Calcutta, Aug. 13: At seven this evening, some hours before the hanging, officials of Alipore Central Jail carried out what they call the “ritual of death”.
As Dhananjoy Chatterjee, convicted of raping and murdering 14-year-old Hetal Parekh, stood in one corner of cell no. 3, jail superintendent Ranjit Mondal read out the death warrant, explaining the sections under which he had been charged and said that on August 14 at 4.30 am he would “be hanged till he died”.
Dhananjoy looked at the ground and, raising his head slowly, said: “I am reconciled to my hanging. Let me be led respectably to the gallows and not be forced along. I will not resist.”
If yesterday Dhananjoy was a shattered man, crying and wailing minutes after the Supreme Court turned down the petition filed by his brother, today he was much more composed, praying for a large part of the day and breaking down only once as he remembered his wife and family.
The only discordant note he struck was when, this morning, he smashed the FM radio set which had been his link to the outside world. “Its work is over, I will not need it any longer,” he told warders.
At his request, devotional songs, mainly by Anup Jalota, were played in the jail through the day and he kept to himself, only occasionally speaking to the warders.

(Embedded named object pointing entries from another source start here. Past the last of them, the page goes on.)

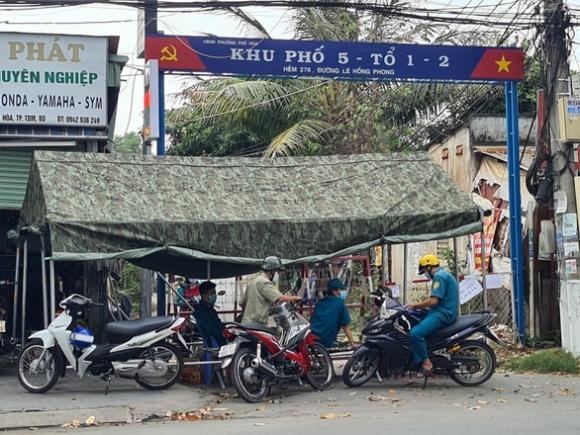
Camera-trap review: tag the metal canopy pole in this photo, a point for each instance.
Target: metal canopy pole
(405, 276)
(24, 273)
(484, 268)
(516, 243)
(44, 286)
(16, 284)
(456, 264)
(52, 291)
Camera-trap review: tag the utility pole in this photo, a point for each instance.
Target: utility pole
(557, 77)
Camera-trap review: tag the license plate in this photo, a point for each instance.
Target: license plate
(495, 337)
(227, 350)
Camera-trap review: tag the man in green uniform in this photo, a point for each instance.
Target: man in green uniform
(261, 293)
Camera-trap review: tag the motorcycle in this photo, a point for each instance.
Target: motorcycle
(386, 349)
(259, 359)
(137, 349)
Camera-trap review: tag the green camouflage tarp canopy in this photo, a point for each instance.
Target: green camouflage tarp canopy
(175, 214)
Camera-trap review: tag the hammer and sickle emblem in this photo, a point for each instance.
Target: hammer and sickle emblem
(169, 53)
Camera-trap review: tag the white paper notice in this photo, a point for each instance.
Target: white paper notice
(493, 281)
(571, 248)
(569, 225)
(561, 201)
(468, 289)
(395, 290)
(571, 267)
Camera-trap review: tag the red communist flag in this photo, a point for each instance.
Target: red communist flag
(501, 64)
(173, 53)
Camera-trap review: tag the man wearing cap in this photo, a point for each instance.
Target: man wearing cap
(261, 293)
(207, 318)
(331, 314)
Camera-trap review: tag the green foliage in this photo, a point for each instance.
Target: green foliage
(130, 285)
(129, 143)
(226, 116)
(546, 361)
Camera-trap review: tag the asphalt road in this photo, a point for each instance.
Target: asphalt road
(512, 404)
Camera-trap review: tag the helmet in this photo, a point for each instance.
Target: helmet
(272, 263)
(427, 260)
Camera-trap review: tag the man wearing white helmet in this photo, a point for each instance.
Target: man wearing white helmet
(261, 293)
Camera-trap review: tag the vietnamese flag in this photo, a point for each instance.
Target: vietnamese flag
(174, 53)
(500, 64)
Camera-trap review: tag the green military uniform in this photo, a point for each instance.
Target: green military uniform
(261, 293)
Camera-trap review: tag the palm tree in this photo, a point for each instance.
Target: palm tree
(290, 117)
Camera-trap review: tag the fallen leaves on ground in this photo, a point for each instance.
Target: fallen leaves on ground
(332, 416)
(74, 424)
(207, 413)
(90, 421)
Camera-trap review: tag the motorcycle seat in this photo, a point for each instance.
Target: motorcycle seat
(253, 327)
(126, 329)
(462, 322)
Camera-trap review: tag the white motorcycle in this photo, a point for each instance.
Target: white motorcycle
(137, 349)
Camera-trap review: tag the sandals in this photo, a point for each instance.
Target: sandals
(423, 373)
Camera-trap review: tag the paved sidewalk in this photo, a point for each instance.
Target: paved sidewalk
(73, 398)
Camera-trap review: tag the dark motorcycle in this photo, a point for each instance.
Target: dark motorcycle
(386, 349)
(259, 357)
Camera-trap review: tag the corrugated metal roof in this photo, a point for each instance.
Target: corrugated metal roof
(500, 153)
(14, 172)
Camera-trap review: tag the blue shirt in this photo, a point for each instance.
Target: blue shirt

So when Dhananjoy made his request that he should be allowed to walk to the gallows and not be led by his arm, the authorities agreed.

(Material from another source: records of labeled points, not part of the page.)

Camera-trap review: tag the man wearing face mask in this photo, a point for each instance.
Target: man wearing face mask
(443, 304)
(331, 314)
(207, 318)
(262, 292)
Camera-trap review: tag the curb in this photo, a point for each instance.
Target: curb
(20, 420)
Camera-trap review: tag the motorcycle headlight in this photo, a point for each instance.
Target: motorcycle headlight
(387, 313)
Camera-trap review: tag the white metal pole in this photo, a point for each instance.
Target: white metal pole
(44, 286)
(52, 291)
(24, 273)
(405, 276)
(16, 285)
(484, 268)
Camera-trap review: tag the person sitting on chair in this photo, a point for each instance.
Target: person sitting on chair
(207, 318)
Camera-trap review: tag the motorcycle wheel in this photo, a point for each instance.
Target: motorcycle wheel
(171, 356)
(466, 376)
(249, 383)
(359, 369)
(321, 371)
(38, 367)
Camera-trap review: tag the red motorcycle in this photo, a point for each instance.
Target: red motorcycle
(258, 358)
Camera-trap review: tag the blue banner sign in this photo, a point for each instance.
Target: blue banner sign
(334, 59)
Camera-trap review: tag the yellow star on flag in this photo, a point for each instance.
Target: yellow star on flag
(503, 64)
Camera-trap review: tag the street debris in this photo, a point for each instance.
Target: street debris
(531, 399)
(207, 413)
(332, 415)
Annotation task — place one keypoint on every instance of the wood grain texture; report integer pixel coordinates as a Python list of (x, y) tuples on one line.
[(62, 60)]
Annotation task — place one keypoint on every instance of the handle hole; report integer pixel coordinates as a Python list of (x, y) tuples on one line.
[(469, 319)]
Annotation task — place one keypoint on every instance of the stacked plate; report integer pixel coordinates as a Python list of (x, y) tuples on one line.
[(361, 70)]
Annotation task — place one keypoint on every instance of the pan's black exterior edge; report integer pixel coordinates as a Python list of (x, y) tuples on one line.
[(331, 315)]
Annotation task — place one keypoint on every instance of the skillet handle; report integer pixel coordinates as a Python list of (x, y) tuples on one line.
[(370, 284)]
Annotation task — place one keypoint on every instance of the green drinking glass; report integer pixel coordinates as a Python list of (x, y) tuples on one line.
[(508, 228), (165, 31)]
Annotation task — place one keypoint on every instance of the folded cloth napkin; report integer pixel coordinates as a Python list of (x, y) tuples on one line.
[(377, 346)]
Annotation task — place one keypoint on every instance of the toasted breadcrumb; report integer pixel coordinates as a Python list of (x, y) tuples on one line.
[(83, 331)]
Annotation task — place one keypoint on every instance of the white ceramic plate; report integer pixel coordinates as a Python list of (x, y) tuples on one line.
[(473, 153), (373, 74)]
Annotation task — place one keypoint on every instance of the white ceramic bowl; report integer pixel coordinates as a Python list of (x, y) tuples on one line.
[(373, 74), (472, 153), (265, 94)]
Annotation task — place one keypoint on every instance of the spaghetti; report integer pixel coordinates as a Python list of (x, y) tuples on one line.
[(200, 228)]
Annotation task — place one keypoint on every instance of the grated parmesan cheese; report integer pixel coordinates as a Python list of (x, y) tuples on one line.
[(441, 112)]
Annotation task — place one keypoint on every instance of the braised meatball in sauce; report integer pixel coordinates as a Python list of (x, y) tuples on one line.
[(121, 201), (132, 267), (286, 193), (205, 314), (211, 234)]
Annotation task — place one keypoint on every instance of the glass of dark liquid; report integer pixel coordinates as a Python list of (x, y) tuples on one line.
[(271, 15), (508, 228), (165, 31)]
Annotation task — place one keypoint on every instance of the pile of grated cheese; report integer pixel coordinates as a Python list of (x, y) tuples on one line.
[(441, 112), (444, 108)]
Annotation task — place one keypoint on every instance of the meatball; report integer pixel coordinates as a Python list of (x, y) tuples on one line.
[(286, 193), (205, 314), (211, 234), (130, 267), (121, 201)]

As they were leaving his cell, he told them of the “only worry” he would carry to his death. “What will happen to my wife and my family'”
Back at Kuludih village in Bankura, Dhananjoy’s family is still refusing to accept the reality. “Some divine power will definitely save my son,” his father Banshidhar said. The family spent much of the day sending mercy petitions to the President in the hope he would stall it at the last moment.
His wife Purnima, mother Belarani and brother Bikash faxed three separate petitions to the President to “save” Dhananjoy. Purnima pleaded that “nobody is there to look after me… how can I spend my life without my husband'”
Belarani implored the President to “feel the severe agony of a mother” when her son dies. “This is my last prayer,” she added in the petition before making a “final appeal to save the life of my son”.
Brother Bikash, who this morning had been planning to come to Calcutta, at least to collect his brother’s body, changed his mind later and decided to stay back in the village. “We will neither be present during the hanging nor shall we collect the body,” he said.
Jail officials said that, in the absence of family members coming to collect the body, Dhananjoy would be cremated by the Hindu Satkar Samity.
Dhananjoy has expressed the wish that he be allowed to bathe inside the cell after he is woken at 2 am, and not outside in a common lot as has been the practice. He would then be given a set of new clothes — a pair of pyjamas and a fatua (vest) — to put on and would then pray for half-an-hour before he is led to the gallows.
Late tonight, Dhananjoy told warders that he wanted to be left alone to reflect on his wasted life. “The best years of my life I have spent within the confines of a cell when I could have done so much more with it,” he told them.
“I still believe I would have lived had my case been handled properly. Now let me be. The few hours that I have left are very precious to me.”